Thursday, January 17, 2008

Lowering Cholesterol: A $40 BIllion a Year Boondoggle



I have been suspicious of cholesterol-lowering drugs for years now. My doctor keeps trying to prescribe them to me because my cholesterol numbers are less than 1% higher than what is considered "normal". Years ago I read a story on the internet (which I cannot find despite many google searches today) about how a pharmaceutical industry representative was behind the lowering of the acceptable high total cholesterol number from 250 to 200, and as a result cholesterol-lowering pharmaceutical drugs became an $8 billion a year industry. But I am behind the times. According to this article in the New York Times, cholesterol-lowering drugs are now an astounding $40 billion a year industry. And there is very little scientific evidence that lower cholesterol actually leads to improved cardiac health.
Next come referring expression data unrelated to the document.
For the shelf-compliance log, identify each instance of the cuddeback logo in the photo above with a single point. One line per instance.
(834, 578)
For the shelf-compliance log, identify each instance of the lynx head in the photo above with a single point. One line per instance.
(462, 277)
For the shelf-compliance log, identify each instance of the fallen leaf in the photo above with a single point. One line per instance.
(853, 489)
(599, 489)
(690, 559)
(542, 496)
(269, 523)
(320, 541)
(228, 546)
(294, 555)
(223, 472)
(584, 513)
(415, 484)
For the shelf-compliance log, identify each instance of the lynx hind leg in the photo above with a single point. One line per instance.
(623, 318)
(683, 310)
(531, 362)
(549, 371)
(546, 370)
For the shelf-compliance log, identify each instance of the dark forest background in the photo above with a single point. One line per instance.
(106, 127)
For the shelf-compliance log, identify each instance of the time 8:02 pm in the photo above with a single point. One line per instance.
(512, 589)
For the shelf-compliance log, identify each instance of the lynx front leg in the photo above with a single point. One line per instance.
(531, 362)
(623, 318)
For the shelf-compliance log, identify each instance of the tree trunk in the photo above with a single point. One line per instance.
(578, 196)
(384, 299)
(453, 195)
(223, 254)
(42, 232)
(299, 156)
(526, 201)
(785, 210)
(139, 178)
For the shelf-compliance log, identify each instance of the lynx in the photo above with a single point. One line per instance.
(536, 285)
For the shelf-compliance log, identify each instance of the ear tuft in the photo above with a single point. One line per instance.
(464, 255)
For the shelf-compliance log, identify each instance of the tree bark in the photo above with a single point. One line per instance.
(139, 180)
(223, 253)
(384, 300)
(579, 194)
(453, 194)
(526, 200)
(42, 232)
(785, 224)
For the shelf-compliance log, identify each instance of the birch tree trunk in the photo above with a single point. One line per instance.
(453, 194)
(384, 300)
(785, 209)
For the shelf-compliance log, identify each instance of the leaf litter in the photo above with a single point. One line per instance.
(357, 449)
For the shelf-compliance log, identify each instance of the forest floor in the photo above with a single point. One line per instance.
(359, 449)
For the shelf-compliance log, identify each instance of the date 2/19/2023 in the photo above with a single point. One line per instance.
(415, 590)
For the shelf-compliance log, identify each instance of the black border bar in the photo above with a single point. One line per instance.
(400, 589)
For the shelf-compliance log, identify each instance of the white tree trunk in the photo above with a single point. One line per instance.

And that doesn't even get into the "side effects" of these drugs, a side effect being a direct effect of the drug that isn't the one the doctors are looking for. Memory loss and muscle wasting aren't things I want to cause myself. This article has a good summary of the anti-statin-drug arguments.

I'm sticking with whole foods and no drugs.

Share the Wealth: Bad News About Statins

NYTimes: New Questions on Treating Cholesterol

For decades, the theory that lowering cholesterol is always beneficial has been a core principle of cardiology. It has been accepted by doctors and used by drug makers to win quick approval for new medicines to reduce cholesterol.

But now some prominent cardiologists say the results of two recent clinical trials have raised serious questions about that theory — and the value of two widely used cholesterol-lowering medicines, Zetia and its sister drug, Vytorin. Other new cholesterol-fighting drugs, including one that Merck hopes to begin selling this year, may also require closer scrutiny, they say.

“The idea that you’re just going to lower LDL and people are going to get better, that’s too simplistic, much too simplistic,”
said Dr. Eric J. Topol, a cardiologist and director of the Scripps Translational Science Institute in La Jolla, Calif. LDL, or low-density lipoprotein, is the so-called bad cholesterol, in contrast to high-density lipoprotein, or HDL.

For patients and drug companies, the stakes are enormous. Led by best sellers like Lipitor from Pfizer, cholesterol-lowering medicines, taken by tens of millions of patients daily, are the largest drug category worldwide, with annual sales of $40 billion.